2. Immunologisch onderzoek
De parasiet-antilichaamtest in het bloed kan positief zijn; de IgE kan tot 2300 ng / ml zijn en die met hepatomegalie vertonen vaak hyperglobulinemie.
3. Parasitaire inspectie van eieren
Alveolaire lavagevloeistof en 24-uurs parasieteieren kunnen positief worden gevonden.
4. Huidtest
De huidtest van de parasiet huidtest kan positief zijn.
5. Röntgenfilm op de borst
Het toont wolkachtige, fragmentarische vlekken, die groot of klein kunnen zijn. Schaduwen kunnen in een korte periode verdwijnen en snel weer verschijnen. De delen kunnen migreren zonder constant te zijn en kunnen soms atelectase vertonen.
6. Longfunctietest: de ziekte is voornamelijk restrictieve longdisfunctie, het longvolume is aanzienlijk verminderd in de acute fase, maar er is geen verandering in de spirometrie, FVC is verlaagd, FEV1 is iets verminderd en interstitiële ontsteking maakt longcompliance (longcompliance) Verminderde, voor de hand liggende afwijkingen in de bloedstroom leiden tot verminderde longcapaciteit en arteriële partiële zuurstofdruk.Net als bij klinische en röntgenstralen, is acute longdisfunctie omkeerbaar, naar het chronische stadium van uitgebreide longfibrose, beperkend En obstructieve longdisfunctie wordt onomkeerbaar.
Diagnose
Diagnose en diagnose van viscerale larven bij kinderen
diagnose
Volgens klinische manifestaties van ademhalingssymptomen, waaronder hoest, astma, koorts, enz., Evenals tijdelijke infiltratieve schaduwen in röntgenfilms en verhoogde eosinofielen in het omliggende bloed, kan een diagnose worden gesteld.
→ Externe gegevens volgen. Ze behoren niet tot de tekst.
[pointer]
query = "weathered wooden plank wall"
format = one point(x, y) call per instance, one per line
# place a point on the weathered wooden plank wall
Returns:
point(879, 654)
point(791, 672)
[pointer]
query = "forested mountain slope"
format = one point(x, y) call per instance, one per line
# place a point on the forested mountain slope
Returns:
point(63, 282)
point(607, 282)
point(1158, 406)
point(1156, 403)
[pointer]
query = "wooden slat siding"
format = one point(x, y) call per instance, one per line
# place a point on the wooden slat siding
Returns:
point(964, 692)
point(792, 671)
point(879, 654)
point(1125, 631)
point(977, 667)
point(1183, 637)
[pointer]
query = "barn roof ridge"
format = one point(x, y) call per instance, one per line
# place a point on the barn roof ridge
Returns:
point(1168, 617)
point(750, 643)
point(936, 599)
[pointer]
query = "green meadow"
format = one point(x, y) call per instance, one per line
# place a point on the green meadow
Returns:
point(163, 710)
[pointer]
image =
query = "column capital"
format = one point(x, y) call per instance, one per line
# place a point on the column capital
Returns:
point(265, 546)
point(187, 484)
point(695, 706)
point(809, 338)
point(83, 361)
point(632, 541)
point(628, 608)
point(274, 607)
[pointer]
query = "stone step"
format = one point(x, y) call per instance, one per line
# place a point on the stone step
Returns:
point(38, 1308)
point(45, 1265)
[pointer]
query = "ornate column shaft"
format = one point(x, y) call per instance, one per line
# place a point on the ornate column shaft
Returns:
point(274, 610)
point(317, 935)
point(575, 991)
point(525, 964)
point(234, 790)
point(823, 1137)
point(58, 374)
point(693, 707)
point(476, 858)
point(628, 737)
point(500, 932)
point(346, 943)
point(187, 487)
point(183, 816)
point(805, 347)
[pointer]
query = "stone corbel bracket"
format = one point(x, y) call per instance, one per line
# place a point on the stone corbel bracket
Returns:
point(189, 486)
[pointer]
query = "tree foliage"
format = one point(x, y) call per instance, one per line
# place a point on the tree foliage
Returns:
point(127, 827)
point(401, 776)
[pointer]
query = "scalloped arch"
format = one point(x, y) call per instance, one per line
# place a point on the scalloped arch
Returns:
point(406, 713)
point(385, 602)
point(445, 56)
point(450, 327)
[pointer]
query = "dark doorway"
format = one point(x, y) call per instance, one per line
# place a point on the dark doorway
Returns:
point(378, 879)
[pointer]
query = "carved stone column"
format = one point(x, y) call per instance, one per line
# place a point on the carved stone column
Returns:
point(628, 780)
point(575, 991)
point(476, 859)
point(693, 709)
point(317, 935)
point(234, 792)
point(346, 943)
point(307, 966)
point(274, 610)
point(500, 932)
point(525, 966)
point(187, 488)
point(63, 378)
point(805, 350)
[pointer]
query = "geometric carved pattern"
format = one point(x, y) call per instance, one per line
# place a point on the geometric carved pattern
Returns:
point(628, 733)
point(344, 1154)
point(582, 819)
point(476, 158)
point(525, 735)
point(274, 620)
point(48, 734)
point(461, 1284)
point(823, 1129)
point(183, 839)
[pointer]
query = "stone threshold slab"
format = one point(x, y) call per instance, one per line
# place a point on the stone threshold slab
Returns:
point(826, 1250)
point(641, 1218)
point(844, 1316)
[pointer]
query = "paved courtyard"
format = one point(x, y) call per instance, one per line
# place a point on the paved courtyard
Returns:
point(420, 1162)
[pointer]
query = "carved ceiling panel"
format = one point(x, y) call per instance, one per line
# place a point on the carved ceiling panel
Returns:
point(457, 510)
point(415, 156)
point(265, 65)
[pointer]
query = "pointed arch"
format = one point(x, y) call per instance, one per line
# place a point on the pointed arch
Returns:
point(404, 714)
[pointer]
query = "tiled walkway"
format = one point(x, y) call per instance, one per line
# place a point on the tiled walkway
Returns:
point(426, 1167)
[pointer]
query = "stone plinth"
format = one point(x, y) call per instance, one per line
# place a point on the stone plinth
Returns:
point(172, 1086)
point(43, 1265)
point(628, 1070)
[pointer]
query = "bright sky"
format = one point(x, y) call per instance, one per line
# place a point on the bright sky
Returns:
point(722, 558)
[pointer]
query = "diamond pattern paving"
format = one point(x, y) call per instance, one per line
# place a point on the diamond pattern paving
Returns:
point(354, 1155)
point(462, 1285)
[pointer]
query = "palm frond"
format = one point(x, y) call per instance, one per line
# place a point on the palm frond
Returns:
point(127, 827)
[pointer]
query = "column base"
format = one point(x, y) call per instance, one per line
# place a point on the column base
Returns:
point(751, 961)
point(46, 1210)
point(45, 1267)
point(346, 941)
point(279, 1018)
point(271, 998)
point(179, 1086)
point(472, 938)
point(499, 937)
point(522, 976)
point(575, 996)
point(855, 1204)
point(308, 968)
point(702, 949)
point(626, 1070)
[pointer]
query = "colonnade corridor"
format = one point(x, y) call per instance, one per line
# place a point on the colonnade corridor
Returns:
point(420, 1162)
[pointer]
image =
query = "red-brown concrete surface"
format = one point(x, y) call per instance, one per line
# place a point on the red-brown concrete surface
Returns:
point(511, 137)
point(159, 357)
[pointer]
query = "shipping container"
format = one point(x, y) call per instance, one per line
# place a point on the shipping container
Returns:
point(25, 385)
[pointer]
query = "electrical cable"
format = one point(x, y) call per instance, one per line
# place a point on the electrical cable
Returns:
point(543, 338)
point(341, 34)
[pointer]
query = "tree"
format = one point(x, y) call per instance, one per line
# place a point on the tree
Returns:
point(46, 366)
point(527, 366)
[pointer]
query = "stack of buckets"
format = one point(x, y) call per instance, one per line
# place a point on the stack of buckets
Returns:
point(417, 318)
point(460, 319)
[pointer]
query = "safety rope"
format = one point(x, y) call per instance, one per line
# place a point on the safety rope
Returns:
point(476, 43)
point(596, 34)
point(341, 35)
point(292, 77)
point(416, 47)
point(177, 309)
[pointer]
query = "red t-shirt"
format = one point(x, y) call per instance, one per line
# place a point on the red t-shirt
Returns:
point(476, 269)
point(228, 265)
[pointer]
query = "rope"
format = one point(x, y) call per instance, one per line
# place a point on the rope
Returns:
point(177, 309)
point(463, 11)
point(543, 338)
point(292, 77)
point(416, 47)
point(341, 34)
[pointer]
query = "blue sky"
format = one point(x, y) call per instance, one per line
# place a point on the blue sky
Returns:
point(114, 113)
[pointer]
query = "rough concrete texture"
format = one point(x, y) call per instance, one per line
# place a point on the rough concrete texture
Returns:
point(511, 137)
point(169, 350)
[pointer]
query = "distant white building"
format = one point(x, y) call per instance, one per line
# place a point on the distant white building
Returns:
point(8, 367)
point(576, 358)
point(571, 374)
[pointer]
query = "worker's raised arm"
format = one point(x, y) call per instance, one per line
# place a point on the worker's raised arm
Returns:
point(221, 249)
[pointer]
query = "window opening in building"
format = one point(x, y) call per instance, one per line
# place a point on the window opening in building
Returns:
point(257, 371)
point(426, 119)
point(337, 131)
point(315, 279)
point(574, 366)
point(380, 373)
In de medische geschiedenis moet de geschiedenis van medicatie, voedselgeschiedenis en andere allergische geschiedenis in detail worden gevraagd. De absolute waarde van eosinofielen in het omringende bloed overschrijdt 3,0 × 109 / L, wat de diagnose van deze ziekte ondersteunt. De bloed-IgE-meting is hoog, als vermoed wordt dat dit te wijten is aan honden, Kattenmijten migreerden in het lichaam om deze ziekte te veroorzaken.Ze kunnen worden gebruikt in enzymgebonden immunosorbent assay (ELISA) om antilichamen tegen honden en kattenmijten te detecteren, die zich onderscheiden van geïnfecteerde mijten.De eieren in de ontlasting worden gevonden in longlaesies. Het kan worden gezien van enkele dagen tot een paar weken, dus het is noodzakelijk om het onderzoek naar de ontlasting meerdere keren in het vroege stadium van de ziekte en binnen 2 tot 4 weken na de ziekte te herhalen om de ziekteverwekker te bevestigen.
Differentiële diagnose
Acute allergische pneumonie moet worden onderscheiden van sommige pulmonale interstitiële ziekten zoals virale pneumonie, interstitieel longoedeem, toxische geneesmiddelreactie, sarcose en acute primaire interstitiële pneumonie. Longontsteking, het verschil tussen allergische bronchopulmonale aspergillose.
Het materiaal op deze site is bedoeld voor algemeen informatief gebruik en is niet bedoeld als medisch advies, waarschijnlijke diagnose of aanbevolen behandelingen.